Both Selective Way and MAK Services filed motions for summary judgment in the declaratory judgment action, and the trial Court sided with Selective Way. The Pennsylvania Appellate Court reversed, because the ROR letter that Selective Way had sent was insufficient.
C. Was the ROR Letter Sufficient to Preserve the Exclusion?
The issue on appeal was sufficiency of Selective Way’s ROR letter, and thereby its preservation of the snow and ice removal exclusion in the policy. The rule is that while an insurance company does not automatically waive claims related to policy exclusions by providing a defense to an insured, it is still required to provide both (1) timely and (2) sufficient notice of any such reservation of rights to its insured. A reservation of rights must fairly inform the insured of the insurer’s position in order to preserve an insurer’s assertion of policy exclusions once it provides a defense to the insured.
In this case, Selective Way’s ROR letter was timely (it was sent within three weeks of the filing of the underlying case), but it did not fairly inform MAK Services of Selective Way’s position with respect to the policy exclusions, and therefore it did not preserve those exclusions. Rather than specifically identifying any coverage issues -- such as the snow and ice removal exclusion -- the ROR letter just said that Selective Way generally preserved all of its rights under “applicable law, insurance regulations and policy provisions,” including the right to deny coverage.
Accordingly, while the language and the ROR letter may have informed MAK Services that future contingencies might affect coverage, it did not provide any notice of the existing coverage issue appearing on the face of the policy, i.e. the snow and ice removal exclusion. Instead, the boilerplate language the Selective Way used in the ROR letter obscured any reliance on snow and ice removal exclusion, and caused MAK Services to reach the reasonable conclusion that there was no pressing need to hire backup counsel.
Because the snow and ice removal exclusion was apparent on the face of the policy, the Pennsylvania appellate court found that Selective Way had not conducted an adequate investigation of the claim, and as a consequence of that defective investigation, its ROR letter failed to clearly communicate the extent of the rights that it reserved, which resulted in presumptive prejudice to MAK Services.

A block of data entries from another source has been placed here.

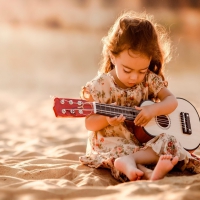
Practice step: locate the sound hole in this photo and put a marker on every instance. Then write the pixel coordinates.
(163, 121)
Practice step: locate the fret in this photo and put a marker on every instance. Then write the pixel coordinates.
(114, 110)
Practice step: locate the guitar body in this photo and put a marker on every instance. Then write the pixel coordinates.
(183, 122)
(172, 125)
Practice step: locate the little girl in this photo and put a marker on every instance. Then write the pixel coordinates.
(134, 53)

As a result of that prejudice, Selective Way was estopped from asserting the snow and ice removal exclusion.
The takeaway from this case is that the language used in reservation of rights letters is very important and should be carefully reviewed. An insurance company may not simply use boilerplate language about reserving “all defenses that may be available,” but instead must specify what defenses or policy exclusions that it believes may apply, so that the insured can make decisions accordingly.

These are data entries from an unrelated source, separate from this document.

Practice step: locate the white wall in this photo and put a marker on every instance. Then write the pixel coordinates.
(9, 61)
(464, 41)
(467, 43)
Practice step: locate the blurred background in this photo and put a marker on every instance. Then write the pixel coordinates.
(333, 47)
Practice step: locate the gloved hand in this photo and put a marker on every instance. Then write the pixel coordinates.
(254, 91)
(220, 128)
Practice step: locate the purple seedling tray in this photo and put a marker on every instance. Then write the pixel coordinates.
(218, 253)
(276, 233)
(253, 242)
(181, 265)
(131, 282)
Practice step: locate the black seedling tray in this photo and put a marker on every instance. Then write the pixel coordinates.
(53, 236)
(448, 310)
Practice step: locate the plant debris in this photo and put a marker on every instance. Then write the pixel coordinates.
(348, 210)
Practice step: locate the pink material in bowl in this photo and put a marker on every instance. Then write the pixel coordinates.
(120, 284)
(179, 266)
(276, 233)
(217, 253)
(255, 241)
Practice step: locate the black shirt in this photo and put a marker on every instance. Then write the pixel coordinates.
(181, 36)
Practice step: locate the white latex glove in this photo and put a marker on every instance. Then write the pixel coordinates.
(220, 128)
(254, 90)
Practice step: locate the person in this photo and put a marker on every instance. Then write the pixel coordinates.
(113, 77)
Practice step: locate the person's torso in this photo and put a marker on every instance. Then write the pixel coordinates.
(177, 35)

In MAK Services, there was a very obvious exclusion in the policy that, if it had been raised by the insurance company in its ROR letter, would have meant that the insurance company did not have to provide a defense, and would not have had to pay any damages that were awarded. However, because the insurance company did not specify that exclusion in its ROR letter, it was not allowed to rely on that exclusion eighteen months later.
In sum, if you have submitted an insurance claim, it is likely that you received a reservation of rights letter. You should review that letter very carefully, or have your attorney review it, to determine what, if any, policy exclusions or other coverage issues exist.